This package offers both low-level procedures and high-level
algorithms to deal with linear algebra problems:
- robust solution of linear equations or least squares
problems
- determining eigenvectors and eigenvalues of symmetric
matrices
- various decompositions of general matrices or matrices of a
specific form
- (limited) support for matrices in band storage, a common type
of sparse matrices
It arose as a re-implementation of Hume's LA package and the desire
to offer low-level procedures as found in the well-known BLAS
library. Matrices are implemented as lists of lists rather linear
lists with reserved elements, as in the original LA package, as it
was found that such an implementation is actually faster.
It is advisable, however, to use the procedures that are
offered, such as setrow and getrow, rather than
rely on this representation explicitly: that way it is to switch to
a possibly even faster compiled implementation that supports the
same API.
The package defines the following public procedures (several
exist as specialised procedures, see below):
- ::math::linearalgebra::dim obj
- Returns the number of dimensions for the object (either 0 for a
scalar, 1 for a vector and 2 for a matrix)
- any obj
- Scalar, vector, or matrix
- ::math::linearalgebra::shape obj
- Returns the number of elements in each dimension for the object
(either an empty list for a scalar, a single number for a vector
and a list of the number of rows and columns for a matrix)
- any obj
- Scalar, vector, or matrix
- ::math::linearalgebra::conforming type
obj1 obj2
- Checks if two objects (vector or matrix) have conforming
shapes, that is if they can be applied in an operation like
addition or matrix multiplication.
- string type
- Type of check:
- "shape" - the two objects have the same shape (for all
element-wise operations)
- "rows" - the two objects have the same number of rows (for use
as A and b in a system of linear equations Ax = b
- "matmul" - the first object has the same number of columns as
the number of rows of the second object. Useful for matrix-matrix
or matrix-vector multiplication.
- list obj1
- First vector or matrix (left operand)
- list obj2
- Second vector or matrix (right operand)
- ::math::linearalgebra::symmetric
matrix ?eps?
- Checks if the given (square) matrix is symmetric. The argument
eps is the tolerance.
- list matrix
- Matrix to be inspected
- float eps
- Tolerance for determining approximate equality (defaults to
1.0e-8)
- ::math::linearalgebra::norm vector type
- Returns the norm of the given vector. The type argument can be:
1, 2, inf or max, respectively the sum of absolute values, the
ordinary Euclidean norm or the max norm.
- list vector
- Vector, list of coefficients
- string type
- Type of norm (default: 2, the Euclidean norm)

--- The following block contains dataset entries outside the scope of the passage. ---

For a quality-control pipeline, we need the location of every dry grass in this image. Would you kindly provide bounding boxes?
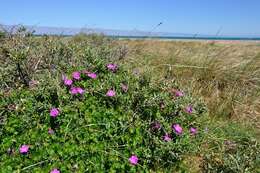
[121,40,260,133]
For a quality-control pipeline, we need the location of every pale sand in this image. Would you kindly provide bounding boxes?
[120,38,260,45]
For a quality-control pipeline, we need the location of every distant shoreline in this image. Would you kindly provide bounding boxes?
[32,34,260,43]
[3,25,260,41]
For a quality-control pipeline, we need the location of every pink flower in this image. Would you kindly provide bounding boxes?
[63,75,73,86]
[172,124,183,135]
[70,87,78,95]
[64,79,73,86]
[185,105,193,114]
[50,108,59,117]
[107,63,118,72]
[160,101,165,109]
[129,155,138,165]
[50,168,60,173]
[87,72,97,79]
[163,134,172,142]
[76,87,85,95]
[29,80,39,88]
[48,128,54,134]
[121,83,128,92]
[175,90,184,97]
[70,87,85,95]
[19,145,29,154]
[106,89,116,97]
[151,121,161,131]
[190,127,197,135]
[65,80,72,86]
[72,71,81,80]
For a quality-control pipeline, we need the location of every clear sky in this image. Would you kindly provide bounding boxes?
[1,0,260,36]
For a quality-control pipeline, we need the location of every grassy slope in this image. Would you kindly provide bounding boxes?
[121,40,260,131]
[120,39,260,172]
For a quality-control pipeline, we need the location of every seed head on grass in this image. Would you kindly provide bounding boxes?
[121,83,128,92]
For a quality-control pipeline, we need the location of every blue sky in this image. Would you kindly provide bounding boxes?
[1,0,260,36]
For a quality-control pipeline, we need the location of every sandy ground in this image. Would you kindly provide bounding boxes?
[119,38,260,45]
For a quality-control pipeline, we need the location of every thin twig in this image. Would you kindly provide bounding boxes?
[154,64,208,69]
[83,123,107,127]
[21,159,49,171]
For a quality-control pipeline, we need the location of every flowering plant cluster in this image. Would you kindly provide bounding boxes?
[1,60,206,172]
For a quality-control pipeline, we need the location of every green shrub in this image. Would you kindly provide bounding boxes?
[0,31,121,89]
[0,31,5,39]
[0,49,207,172]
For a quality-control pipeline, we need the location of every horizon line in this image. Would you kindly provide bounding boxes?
[1,23,260,38]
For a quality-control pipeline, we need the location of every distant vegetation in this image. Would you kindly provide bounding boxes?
[0,27,259,172]
[0,30,5,38]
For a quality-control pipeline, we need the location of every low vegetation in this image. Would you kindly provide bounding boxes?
[0,28,259,172]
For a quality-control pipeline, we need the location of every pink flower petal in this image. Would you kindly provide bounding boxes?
[129,155,138,165]
[163,134,172,142]
[50,108,59,117]
[87,72,97,79]
[106,89,116,97]
[172,124,183,135]
[50,168,60,173]
[190,127,197,135]
[107,64,118,72]
[72,71,81,80]
[19,145,29,154]
[175,90,184,97]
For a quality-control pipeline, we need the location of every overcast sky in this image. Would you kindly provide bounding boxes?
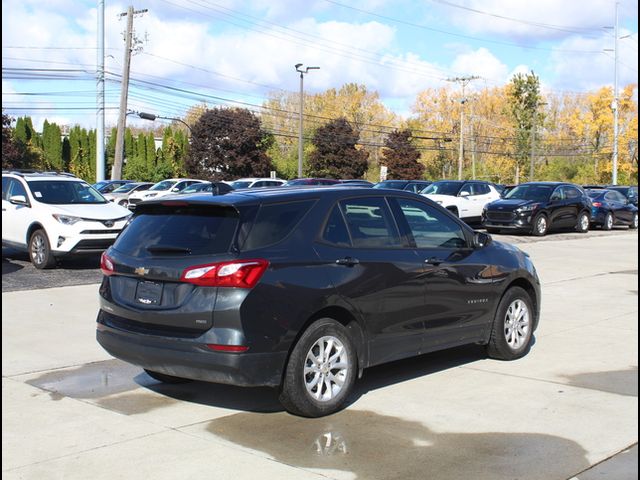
[2,0,638,130]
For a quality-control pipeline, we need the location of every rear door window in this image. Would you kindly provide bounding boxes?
[242,200,315,251]
[113,205,239,257]
[339,197,402,248]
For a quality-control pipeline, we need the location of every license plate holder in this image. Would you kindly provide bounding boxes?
[135,280,163,305]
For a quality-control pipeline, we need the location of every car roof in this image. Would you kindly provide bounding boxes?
[142,184,426,208]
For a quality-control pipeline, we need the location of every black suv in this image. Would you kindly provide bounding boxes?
[606,185,638,207]
[482,182,592,236]
[97,187,541,416]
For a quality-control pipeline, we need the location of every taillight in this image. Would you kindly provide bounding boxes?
[180,259,269,288]
[206,344,249,353]
[100,252,115,276]
[591,202,602,207]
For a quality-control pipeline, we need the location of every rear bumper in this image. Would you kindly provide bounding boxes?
[96,311,287,387]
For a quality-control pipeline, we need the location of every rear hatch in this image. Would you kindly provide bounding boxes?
[100,202,242,334]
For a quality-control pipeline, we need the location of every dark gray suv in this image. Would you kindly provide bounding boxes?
[97,187,541,417]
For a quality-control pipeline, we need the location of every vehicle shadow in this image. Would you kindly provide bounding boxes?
[2,257,24,275]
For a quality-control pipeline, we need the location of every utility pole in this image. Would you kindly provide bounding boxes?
[96,0,105,182]
[447,76,479,180]
[294,63,319,178]
[469,97,476,180]
[112,6,147,180]
[612,1,619,185]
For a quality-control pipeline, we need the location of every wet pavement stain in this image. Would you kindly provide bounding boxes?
[206,410,590,480]
[26,358,282,415]
[564,367,638,397]
[26,359,147,399]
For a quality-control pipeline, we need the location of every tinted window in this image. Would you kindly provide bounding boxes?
[563,186,582,200]
[608,191,626,202]
[113,205,238,257]
[242,200,315,251]
[2,177,9,200]
[373,181,407,190]
[231,181,253,189]
[474,184,490,195]
[507,184,554,202]
[6,178,28,200]
[339,197,401,248]
[422,182,463,196]
[396,198,467,249]
[27,180,106,204]
[322,206,351,246]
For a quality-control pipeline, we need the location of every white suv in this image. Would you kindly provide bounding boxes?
[421,180,501,223]
[126,178,206,210]
[229,178,286,189]
[2,171,132,268]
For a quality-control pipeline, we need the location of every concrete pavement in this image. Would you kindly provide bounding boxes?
[2,233,638,479]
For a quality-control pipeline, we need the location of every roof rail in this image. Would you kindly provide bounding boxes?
[2,169,77,178]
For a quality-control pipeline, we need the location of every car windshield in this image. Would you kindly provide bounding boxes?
[28,180,107,204]
[373,181,407,189]
[505,184,554,202]
[422,182,463,196]
[112,183,140,193]
[149,180,177,191]
[231,181,253,189]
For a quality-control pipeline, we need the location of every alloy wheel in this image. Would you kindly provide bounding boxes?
[504,299,530,350]
[304,336,349,402]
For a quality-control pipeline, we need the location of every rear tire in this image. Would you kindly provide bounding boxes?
[29,229,56,269]
[279,318,357,417]
[630,213,638,230]
[144,369,192,384]
[602,212,613,231]
[487,286,535,360]
[576,211,590,233]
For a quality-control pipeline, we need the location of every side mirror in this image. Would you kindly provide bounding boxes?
[9,195,29,206]
[171,187,180,192]
[473,231,492,249]
[460,191,470,197]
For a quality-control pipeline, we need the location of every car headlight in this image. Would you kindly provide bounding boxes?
[516,203,540,213]
[52,214,82,225]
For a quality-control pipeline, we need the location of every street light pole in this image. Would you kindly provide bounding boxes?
[295,63,319,178]
[612,1,619,185]
[136,111,192,136]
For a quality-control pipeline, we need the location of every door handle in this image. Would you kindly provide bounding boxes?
[335,257,360,266]
[425,257,444,266]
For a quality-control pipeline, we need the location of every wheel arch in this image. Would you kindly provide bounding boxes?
[282,305,367,384]
[500,277,540,331]
[26,222,47,246]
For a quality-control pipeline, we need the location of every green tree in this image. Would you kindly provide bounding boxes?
[308,118,369,179]
[186,108,273,180]
[507,71,542,183]
[382,129,425,179]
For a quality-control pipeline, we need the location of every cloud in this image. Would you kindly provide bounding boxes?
[550,31,638,91]
[443,0,629,41]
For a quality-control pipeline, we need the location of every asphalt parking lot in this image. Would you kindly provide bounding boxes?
[2,231,638,479]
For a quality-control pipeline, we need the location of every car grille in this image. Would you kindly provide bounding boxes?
[80,229,122,235]
[487,211,516,222]
[72,239,116,251]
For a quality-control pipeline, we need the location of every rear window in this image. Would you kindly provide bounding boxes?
[241,200,315,251]
[113,205,239,257]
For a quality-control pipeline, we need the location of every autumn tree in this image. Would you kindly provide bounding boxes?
[308,118,369,179]
[382,129,424,179]
[507,71,543,183]
[2,113,25,169]
[186,108,273,180]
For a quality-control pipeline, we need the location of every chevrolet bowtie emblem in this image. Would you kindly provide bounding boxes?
[134,267,149,276]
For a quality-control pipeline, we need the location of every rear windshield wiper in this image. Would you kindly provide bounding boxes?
[146,245,192,255]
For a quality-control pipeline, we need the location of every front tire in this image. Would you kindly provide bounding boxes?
[532,214,548,236]
[487,286,535,360]
[29,229,56,269]
[576,211,590,233]
[279,318,357,417]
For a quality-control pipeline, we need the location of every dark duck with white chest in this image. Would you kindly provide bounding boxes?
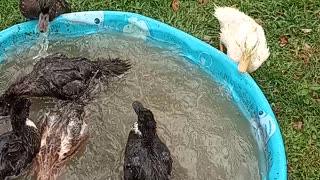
[124,101,173,180]
[0,97,40,179]
[19,0,71,32]
[0,53,131,116]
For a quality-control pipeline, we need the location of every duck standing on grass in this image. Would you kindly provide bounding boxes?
[124,101,173,180]
[0,53,131,116]
[0,97,40,179]
[19,0,71,33]
[214,6,270,73]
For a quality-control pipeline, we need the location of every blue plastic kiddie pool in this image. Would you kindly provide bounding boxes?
[0,11,287,180]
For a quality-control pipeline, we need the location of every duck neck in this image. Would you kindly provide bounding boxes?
[10,100,30,133]
[0,94,16,116]
[11,113,27,133]
[140,124,157,147]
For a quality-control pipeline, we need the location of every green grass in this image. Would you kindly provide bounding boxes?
[0,0,319,179]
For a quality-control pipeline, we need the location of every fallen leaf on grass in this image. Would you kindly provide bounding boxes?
[203,35,212,42]
[293,120,303,130]
[280,36,288,47]
[287,163,292,172]
[301,29,312,33]
[171,0,179,12]
[272,106,280,117]
[198,0,209,5]
[254,18,263,25]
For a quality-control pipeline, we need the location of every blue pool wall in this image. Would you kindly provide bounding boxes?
[0,11,287,180]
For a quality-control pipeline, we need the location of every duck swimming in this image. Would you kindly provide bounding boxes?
[0,97,40,179]
[20,0,71,33]
[124,101,173,180]
[33,71,100,180]
[0,53,131,116]
[33,98,89,180]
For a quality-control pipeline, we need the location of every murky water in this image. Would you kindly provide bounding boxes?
[0,32,262,180]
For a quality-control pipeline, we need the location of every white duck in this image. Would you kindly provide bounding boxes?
[214,6,270,73]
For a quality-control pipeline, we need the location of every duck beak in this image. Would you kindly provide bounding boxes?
[238,51,251,73]
[38,13,50,33]
[132,101,144,115]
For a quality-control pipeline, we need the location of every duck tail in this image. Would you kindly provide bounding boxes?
[93,57,131,78]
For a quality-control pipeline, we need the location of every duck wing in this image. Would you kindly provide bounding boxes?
[123,132,145,180]
[152,138,173,177]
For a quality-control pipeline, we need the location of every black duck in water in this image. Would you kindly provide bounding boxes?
[124,101,173,180]
[0,97,40,179]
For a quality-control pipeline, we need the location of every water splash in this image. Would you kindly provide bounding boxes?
[32,28,50,61]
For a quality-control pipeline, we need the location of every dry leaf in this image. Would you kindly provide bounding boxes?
[301,29,312,33]
[287,163,292,172]
[171,0,179,12]
[254,18,263,25]
[293,121,303,130]
[203,35,212,42]
[280,36,288,47]
[198,0,209,4]
[272,106,280,117]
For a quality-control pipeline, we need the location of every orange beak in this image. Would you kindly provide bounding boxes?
[238,52,251,73]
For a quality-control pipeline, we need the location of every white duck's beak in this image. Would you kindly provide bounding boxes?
[238,51,251,73]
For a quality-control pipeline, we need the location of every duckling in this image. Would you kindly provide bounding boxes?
[20,0,71,33]
[214,6,270,73]
[124,101,173,180]
[0,53,131,116]
[0,97,40,179]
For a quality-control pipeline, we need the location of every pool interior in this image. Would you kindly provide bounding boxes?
[0,31,267,180]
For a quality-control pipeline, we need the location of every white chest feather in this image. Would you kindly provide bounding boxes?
[26,118,37,129]
[131,122,142,136]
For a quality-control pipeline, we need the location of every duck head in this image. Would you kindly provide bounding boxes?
[237,33,259,73]
[38,0,51,33]
[0,95,13,117]
[132,101,157,139]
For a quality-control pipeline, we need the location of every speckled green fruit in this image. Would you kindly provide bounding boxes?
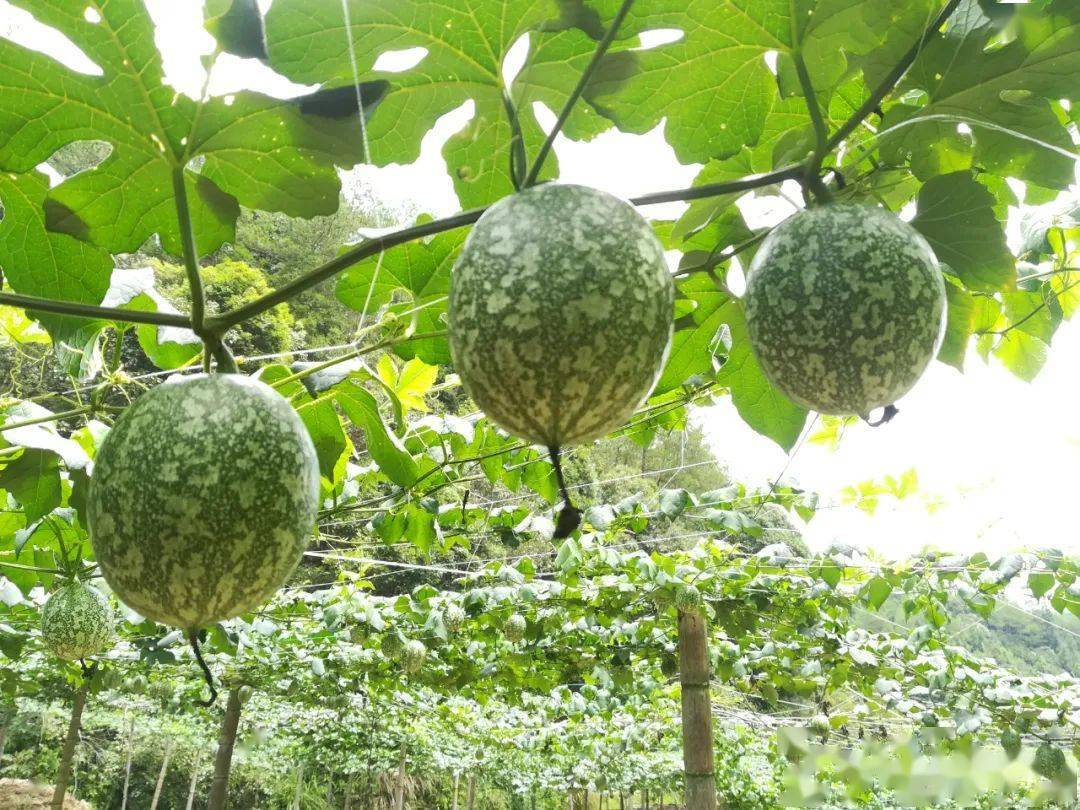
[449,184,674,447]
[403,639,427,674]
[41,581,114,661]
[504,613,526,643]
[444,604,466,633]
[381,633,404,659]
[744,204,945,416]
[87,374,319,629]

- ::math::linearalgebra::normMatrix matrix type
- Returns the norm of the given matrix. The type argument can be:
1, 2, inf or max, respectively the sum of absolute values, the
ordinary Euclidean norm or the max norm.
- list matrix
- Matrix, list of row vectors
- string type
- Type of norm (default: 2, the Euclidean norm)
- ::math::linearalgebra::dotproduct vect1 vect2
- Determine the inproduct or dot product of two vectors. These
must have the same shape (number of dimensions)
- list vect1
- First vector, list of coefficients
- list vect2
- Second vector, list of coefficients
- ::math::linearalgebra::unitLengthVector vector
- Return a vector in the same direction with length 1.
- list vector
- Vector to be normalized
- ::math::linearalgebra::normalizeStat mv
- Normalize the matrix or vector in a statistical sense: the mean
of the elements of the columns of the result is zero and the
standard deviation is 1.
- list mv
- Vector or matrix to be normalized in the above sense
- ::math::linearalgebra::axpy scale mv1 mv2
- Return a vector or matrix that results from a "daxpy"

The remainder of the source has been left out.